Is the club down the street?

Garden is not doing that great this year. A lot of cucumbers, not much else.

Today I encountered this quote, in Harper’s:
“The 750-word weekly film review is a form of journalism. Gathered together, short pieces written over a period of months and years become a chronicle of an individual sensibility.… Read as a book, [a collection of reviews] documents the writer’s attempt to puzzle out the ongoing flux of movies amid the ongoing flux of events.”
It's from an article that analyzes the collected columns of two critics, Manny Farber and James Agee. The article continues by saying if their work “is literature, it’s literature of a particular kind—filled with political asides, topical jokes, and references to fleeting sensations: a cultural stream of consciousness.”

I thought to myself—hey, that’s what I’m doing. Except for the film review part. Although sometimes I do that, too. For those who do what I do, write in the public sphere of the digital age, there always arises a larger question. What exactly am I doing here? What’s the point? It’s the nature of the genre.

It’s nice to know that I have ancestors, and knowing what their role was in the early twentieth century is illustrative. Agee and Farber were writing columns for a weekly magazine, columns that tracked not only the path of American culture, but also their individual thought. Back in the olden days, when everyone read words on paper. That old-fashioned stuff? They make it from trees? Anyway.

Every so often journalism and literature have massive revolutions. The invention of paper was one, the invention of the book another. The burning of the Alexandria library was probably another, when all of the monks hid themselves away to protect books from forces seeking to destroy them. Then there was Gutenberg and his printing press, when the whole thing blew wide open.

Our era is similar to seventeenth-century Europe, when not just books but also disposable magazines and newspapers began to be printed. That’s when pamphleteers—crazy, reckless souls--took it upon themselves to write their ideas down and publish them all by themselves. Dan Bricklin describes them as “booklets consisting of a few printer's sheets, folded in various ways so as to make various sizes and numbers of pages, and sold--the pages stitched together loosely, unbound and uncovered--usually for a shilling or two.”

At each stage of that evolution, it must have felt like words had lost all of their value. When movable type was invented, the amount of pages a person could produce a day multiplied by 1000 times. By some accounts, thousands of pamphleteers were published in London during the heyday of what gave newspapers the nickname “rags.” Pamphlets were little but ‘zines from the eighties. Copied and sold on street corners.

What happened to all the rags? They distinguished themselves. They calcified into the institutions we know today as the Times of London, the Guardian, the New York Post. It’s exactly the same thing that’s happening now.

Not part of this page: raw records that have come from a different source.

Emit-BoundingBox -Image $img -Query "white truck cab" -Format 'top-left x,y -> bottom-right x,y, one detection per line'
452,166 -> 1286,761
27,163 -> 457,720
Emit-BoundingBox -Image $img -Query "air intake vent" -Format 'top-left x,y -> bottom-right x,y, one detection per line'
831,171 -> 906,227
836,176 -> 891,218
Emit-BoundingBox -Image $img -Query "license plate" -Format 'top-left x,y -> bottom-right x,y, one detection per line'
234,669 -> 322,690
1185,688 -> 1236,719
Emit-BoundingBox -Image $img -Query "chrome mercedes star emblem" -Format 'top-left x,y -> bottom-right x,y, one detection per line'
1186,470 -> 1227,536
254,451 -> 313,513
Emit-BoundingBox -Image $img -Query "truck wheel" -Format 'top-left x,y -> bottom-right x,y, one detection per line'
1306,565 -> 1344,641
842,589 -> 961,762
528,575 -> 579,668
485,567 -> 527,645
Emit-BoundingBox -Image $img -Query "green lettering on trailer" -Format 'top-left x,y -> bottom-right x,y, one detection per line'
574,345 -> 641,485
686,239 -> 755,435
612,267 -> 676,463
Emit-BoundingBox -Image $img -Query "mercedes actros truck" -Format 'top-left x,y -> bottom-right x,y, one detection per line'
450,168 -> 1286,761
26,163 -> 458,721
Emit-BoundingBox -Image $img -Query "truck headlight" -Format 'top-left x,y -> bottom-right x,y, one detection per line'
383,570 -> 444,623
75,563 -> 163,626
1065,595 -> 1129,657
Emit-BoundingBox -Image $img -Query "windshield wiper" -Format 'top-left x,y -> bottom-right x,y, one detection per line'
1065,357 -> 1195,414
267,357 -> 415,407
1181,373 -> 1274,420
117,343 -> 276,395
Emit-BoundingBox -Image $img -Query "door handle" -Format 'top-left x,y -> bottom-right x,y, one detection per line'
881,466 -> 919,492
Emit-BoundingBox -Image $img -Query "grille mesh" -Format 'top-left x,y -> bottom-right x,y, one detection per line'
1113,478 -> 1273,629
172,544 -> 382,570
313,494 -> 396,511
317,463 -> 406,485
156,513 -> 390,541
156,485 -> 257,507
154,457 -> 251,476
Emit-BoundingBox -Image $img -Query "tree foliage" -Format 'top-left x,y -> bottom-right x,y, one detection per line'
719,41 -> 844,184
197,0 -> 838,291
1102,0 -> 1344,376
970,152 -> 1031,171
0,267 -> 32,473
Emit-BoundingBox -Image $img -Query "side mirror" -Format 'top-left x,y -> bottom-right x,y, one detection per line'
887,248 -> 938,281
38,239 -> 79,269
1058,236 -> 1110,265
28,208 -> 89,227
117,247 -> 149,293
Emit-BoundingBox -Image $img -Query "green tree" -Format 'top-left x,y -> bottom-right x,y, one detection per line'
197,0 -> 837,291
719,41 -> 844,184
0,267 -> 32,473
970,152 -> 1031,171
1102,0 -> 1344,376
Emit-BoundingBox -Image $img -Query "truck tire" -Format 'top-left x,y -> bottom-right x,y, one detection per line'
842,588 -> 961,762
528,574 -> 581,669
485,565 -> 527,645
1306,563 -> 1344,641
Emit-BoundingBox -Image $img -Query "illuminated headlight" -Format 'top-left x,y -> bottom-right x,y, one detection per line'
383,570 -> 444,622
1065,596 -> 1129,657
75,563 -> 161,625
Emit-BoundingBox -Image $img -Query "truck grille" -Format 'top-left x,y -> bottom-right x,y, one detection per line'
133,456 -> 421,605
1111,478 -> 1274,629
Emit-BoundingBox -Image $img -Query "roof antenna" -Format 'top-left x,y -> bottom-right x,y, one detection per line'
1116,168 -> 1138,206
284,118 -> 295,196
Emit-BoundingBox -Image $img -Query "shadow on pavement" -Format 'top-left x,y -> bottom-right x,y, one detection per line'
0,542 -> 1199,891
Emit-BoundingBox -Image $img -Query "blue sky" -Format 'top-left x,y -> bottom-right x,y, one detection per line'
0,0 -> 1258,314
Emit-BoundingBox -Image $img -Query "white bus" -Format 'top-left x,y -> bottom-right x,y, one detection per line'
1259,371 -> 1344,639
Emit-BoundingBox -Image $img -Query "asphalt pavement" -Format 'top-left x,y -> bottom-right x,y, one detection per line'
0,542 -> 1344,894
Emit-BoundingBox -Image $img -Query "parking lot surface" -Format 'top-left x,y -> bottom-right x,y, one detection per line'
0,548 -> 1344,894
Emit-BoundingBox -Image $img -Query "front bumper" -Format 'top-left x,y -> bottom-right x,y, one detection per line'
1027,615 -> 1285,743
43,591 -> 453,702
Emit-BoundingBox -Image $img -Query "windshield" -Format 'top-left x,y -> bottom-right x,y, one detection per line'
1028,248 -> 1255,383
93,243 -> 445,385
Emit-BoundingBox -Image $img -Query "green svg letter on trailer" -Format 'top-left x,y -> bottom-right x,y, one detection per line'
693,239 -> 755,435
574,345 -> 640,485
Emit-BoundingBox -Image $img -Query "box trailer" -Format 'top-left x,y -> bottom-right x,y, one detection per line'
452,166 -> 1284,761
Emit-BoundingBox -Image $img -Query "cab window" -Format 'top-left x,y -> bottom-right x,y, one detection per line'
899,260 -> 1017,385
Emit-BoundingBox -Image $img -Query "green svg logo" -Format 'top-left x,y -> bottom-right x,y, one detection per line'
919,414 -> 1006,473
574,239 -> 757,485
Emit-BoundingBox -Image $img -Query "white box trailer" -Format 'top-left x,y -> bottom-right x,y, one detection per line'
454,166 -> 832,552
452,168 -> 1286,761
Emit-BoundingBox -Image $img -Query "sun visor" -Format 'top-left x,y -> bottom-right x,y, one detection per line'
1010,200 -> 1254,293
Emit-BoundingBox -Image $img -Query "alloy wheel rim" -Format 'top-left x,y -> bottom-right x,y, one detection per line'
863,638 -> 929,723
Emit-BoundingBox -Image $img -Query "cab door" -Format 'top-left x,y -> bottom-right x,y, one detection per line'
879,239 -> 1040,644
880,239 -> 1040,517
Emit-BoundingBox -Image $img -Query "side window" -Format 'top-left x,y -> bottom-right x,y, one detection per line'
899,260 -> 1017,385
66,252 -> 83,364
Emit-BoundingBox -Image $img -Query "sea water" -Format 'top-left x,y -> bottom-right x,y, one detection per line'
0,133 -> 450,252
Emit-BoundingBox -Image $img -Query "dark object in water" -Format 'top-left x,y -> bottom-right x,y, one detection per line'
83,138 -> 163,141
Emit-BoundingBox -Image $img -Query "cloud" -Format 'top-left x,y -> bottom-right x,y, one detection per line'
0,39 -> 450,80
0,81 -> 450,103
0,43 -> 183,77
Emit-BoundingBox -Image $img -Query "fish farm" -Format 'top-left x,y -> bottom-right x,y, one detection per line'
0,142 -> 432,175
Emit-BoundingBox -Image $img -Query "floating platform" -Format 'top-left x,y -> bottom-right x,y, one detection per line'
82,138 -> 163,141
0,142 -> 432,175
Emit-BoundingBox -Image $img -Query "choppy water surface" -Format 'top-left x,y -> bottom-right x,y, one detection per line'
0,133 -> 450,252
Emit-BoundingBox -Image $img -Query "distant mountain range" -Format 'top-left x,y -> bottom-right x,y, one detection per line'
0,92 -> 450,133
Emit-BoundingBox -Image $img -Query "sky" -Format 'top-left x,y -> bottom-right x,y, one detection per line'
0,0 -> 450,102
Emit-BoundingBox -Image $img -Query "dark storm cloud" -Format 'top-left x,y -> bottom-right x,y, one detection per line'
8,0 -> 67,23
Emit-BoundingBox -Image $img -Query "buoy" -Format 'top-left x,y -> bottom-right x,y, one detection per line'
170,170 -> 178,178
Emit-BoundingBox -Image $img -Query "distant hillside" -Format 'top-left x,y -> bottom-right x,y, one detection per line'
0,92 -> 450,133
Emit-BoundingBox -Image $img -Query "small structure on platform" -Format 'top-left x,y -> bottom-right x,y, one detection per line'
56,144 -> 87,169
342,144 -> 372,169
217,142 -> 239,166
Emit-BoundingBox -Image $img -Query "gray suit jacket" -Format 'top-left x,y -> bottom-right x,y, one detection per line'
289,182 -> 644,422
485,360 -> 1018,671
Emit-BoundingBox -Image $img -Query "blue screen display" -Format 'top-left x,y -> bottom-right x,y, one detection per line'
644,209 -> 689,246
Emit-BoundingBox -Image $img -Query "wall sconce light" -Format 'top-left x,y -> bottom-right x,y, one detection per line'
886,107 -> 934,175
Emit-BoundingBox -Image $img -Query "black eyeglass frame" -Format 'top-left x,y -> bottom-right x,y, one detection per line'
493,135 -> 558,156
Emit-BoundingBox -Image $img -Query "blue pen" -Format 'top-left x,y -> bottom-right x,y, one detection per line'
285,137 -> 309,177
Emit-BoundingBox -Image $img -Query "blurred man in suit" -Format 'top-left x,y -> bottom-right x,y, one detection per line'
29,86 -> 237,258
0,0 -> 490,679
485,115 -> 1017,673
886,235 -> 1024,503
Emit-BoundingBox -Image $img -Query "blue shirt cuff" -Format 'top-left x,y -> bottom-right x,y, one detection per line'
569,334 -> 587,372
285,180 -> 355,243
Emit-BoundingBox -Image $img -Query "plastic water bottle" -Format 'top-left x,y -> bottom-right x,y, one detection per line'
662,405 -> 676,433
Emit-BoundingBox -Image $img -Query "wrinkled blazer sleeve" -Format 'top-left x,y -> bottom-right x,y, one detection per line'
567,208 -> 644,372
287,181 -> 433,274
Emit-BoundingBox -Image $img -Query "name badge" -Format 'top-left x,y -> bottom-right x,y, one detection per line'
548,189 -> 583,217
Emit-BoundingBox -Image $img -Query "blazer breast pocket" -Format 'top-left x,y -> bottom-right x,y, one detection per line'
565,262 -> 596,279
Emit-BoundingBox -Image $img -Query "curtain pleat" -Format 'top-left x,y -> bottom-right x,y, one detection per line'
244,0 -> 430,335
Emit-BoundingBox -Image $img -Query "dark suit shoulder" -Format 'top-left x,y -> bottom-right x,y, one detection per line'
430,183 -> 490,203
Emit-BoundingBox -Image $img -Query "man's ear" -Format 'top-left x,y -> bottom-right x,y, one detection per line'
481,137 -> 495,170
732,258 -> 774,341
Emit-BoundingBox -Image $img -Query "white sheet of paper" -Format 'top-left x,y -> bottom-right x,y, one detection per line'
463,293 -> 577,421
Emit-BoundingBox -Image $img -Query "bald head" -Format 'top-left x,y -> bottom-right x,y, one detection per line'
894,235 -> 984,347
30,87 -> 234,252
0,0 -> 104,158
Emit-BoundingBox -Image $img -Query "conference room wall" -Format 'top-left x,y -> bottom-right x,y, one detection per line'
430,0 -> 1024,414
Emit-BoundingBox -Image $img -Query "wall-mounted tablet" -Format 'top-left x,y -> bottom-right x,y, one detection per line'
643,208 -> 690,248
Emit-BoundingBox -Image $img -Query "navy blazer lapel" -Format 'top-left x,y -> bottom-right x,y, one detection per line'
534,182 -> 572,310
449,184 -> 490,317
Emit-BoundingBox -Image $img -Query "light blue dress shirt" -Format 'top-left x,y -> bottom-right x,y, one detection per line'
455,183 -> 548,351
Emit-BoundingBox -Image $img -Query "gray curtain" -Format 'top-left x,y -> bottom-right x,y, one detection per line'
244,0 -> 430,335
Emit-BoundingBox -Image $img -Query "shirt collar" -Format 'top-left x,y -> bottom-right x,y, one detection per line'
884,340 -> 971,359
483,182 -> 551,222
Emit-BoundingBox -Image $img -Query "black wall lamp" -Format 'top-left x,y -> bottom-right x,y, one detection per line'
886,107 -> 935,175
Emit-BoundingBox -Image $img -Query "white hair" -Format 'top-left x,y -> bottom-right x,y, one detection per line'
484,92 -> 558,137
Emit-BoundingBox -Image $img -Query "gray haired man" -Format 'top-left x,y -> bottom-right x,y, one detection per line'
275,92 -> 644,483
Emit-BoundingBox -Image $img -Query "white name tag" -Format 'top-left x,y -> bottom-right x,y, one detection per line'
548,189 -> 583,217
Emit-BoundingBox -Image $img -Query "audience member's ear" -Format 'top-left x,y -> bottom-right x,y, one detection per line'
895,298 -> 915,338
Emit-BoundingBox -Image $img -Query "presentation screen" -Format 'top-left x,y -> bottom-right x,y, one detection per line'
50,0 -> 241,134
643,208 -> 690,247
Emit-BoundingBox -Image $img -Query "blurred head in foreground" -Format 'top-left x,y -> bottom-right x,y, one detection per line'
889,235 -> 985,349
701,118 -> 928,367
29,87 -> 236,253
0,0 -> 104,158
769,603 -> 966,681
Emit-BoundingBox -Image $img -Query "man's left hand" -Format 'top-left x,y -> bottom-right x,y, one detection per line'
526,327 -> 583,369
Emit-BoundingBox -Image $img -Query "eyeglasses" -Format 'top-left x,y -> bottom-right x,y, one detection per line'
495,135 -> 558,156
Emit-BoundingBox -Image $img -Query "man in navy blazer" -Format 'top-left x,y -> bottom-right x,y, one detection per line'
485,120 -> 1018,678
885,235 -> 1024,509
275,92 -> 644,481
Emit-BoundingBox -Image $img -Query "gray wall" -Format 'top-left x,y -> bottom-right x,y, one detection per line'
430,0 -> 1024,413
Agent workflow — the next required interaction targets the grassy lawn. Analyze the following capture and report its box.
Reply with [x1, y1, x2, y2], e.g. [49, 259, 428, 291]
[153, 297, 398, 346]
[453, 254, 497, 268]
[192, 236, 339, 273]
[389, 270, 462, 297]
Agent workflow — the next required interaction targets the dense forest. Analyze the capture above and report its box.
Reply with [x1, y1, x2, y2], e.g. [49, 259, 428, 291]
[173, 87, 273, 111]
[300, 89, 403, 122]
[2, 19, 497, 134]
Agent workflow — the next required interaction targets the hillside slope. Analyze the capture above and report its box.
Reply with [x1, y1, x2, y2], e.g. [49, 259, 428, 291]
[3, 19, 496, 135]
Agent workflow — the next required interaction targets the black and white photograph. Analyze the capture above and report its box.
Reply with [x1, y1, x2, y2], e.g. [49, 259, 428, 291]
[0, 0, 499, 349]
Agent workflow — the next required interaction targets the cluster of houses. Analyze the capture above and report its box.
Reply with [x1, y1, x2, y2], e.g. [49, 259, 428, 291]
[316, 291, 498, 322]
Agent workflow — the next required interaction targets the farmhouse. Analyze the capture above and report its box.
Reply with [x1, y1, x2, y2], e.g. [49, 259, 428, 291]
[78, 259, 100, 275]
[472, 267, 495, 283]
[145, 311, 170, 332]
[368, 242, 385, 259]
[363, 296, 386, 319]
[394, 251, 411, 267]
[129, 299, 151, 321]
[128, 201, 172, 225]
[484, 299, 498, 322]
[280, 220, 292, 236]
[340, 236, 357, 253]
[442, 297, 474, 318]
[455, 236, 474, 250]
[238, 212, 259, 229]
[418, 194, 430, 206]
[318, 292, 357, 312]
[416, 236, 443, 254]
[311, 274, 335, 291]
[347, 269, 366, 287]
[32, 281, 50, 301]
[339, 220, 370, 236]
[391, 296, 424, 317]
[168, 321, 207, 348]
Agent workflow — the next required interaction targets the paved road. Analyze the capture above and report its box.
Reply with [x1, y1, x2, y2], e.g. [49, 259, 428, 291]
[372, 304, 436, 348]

All of us are writing little newspapers on our own, with no division between our computers and our audience.

In some ways, it’s perfect. I can read about whatever I want. If the kind of news I care about is how to raise chickens in Alabama, I can read about that. If I care about buying and cooking squash blossoms in Brooklyn, I can read about that. If I care about what Lindsay Lohan is wearing in jail, I can read about that. But we no longer have any arbiters for our news. We are our own arbiters.

We can argue all day about whether it’s good or bad to have information fed to us by people in control. We can talk, more significantly, about how any of the new writers are going to make a living. But at some point, the blogosphere will also calcify, will become its own institution. The new arbiters will reveal themselves.

My only point is that I’m doing exactly the same thing as Agee and Farber. I’m writing a chronicle not only of my culture but also of my individual sensibility. If I’m lucky, and brave, then what I write could also end up as literature of a particular kind. A cultural stream of consciousness as literature. And I’m okay with that.